A Learning Framework for Diverse Legged Robot Locomotion Using Barrier-Based Style Rewards
Gijeong Kim, Yong-Hoon Lee, Hae-Won Park
TL;DR
This paper tackles the challenge of teaching a single quadruped robot to operate in diverse locomotion modes (quadruped, tripod, and biped) while performing multiple tasks. It introduces a barrier-based learning framework that uses a relaxed logarithmic barrier reward to softly constrain motion style (gait, foot clearance, body height, joint posture), enabling flexible gait adjustments during training. The method combines gait encoding, mode-dependent barrier constraints, and a concurrent, multi-critic PPO training regime with sim-to-real transfer, and demonstrates fast learning and strong performance on the KAIST HOUND family, including high obstacle clearance and bipedal speed with load.

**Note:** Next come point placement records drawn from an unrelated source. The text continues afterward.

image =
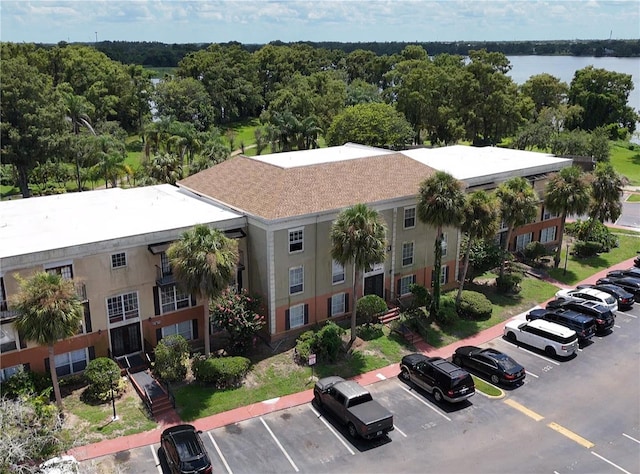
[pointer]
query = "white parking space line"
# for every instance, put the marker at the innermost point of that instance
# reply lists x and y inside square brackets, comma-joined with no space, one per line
[421,400]
[632,439]
[155,458]
[279,445]
[321,418]
[224,461]
[609,462]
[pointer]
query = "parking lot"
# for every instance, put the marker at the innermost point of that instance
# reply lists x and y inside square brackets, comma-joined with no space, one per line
[579,415]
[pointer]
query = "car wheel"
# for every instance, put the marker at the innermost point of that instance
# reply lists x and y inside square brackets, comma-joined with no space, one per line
[437,395]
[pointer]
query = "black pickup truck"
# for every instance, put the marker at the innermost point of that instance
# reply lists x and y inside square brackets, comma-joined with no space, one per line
[353,406]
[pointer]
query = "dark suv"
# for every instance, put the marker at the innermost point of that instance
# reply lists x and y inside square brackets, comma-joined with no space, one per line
[184,450]
[602,316]
[437,376]
[584,326]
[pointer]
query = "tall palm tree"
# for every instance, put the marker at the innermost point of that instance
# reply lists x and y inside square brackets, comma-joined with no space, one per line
[49,310]
[481,220]
[606,192]
[204,262]
[566,192]
[358,237]
[518,206]
[440,204]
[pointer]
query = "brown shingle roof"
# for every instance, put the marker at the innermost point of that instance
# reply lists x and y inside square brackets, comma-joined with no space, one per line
[272,192]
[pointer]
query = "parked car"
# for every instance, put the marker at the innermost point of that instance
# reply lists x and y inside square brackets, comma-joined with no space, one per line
[552,338]
[184,450]
[630,284]
[589,294]
[625,299]
[493,364]
[603,317]
[441,378]
[583,325]
[353,406]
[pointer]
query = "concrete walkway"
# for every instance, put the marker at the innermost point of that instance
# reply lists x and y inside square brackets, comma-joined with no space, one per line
[124,443]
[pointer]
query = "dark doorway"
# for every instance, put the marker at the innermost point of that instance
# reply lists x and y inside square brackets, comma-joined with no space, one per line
[374,285]
[126,340]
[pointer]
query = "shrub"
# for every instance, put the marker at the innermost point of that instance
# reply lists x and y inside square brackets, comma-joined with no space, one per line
[222,372]
[369,306]
[172,356]
[474,305]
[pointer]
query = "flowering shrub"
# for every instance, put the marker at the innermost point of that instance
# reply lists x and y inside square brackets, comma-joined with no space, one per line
[238,315]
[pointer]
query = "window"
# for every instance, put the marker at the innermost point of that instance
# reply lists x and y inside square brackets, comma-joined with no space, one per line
[337,272]
[296,316]
[296,238]
[522,241]
[405,284]
[9,372]
[7,338]
[407,254]
[71,362]
[173,299]
[548,235]
[118,260]
[409,217]
[444,274]
[122,307]
[184,329]
[296,280]
[338,304]
[443,243]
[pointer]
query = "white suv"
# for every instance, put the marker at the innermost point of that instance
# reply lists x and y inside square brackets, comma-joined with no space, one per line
[550,337]
[589,294]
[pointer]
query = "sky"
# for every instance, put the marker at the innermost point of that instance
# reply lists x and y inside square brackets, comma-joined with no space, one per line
[262,21]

This approach offers a scalable path toward versatile, natural locomotion in legged robots without heavy reliance on exteroceptive sensing or extensive reward engineering, with clear real-world impact for search-and-rescue, exploration, and human-robot interaction scenarios.
Abstract
This work introduces a model-free reinforcement learning framework that enables various modes of motion (quadruped, tripod, or biped) and diverse tasks for legged robot locomotion. We employ a motion-style reward based on a relaxed logarithmic barrier function as a soft constraint, to bias the learning process toward the desired motion style, such as gait, foot clearance, joint position, or body height. The predefined gait cycle is encoded in a flexible manner, facilitating gait adjustments throughout the learning process. Extensive experiments demonstrate that KAIST HOUND, a 45 kg robotic system, can achieve biped, tripod, and quadruped locomotion using the proposed framework; quadrupedal capabilities include traversing uneven terrain, galloping at 4.67 m/s, and overcoming obstacles up to 58 cm (67 cm for HOUND2); bipedal capabilities include running at 3.6 m/s, carrying a 7.5 kg object, and ascending stairs-all performed without exteroceptive input.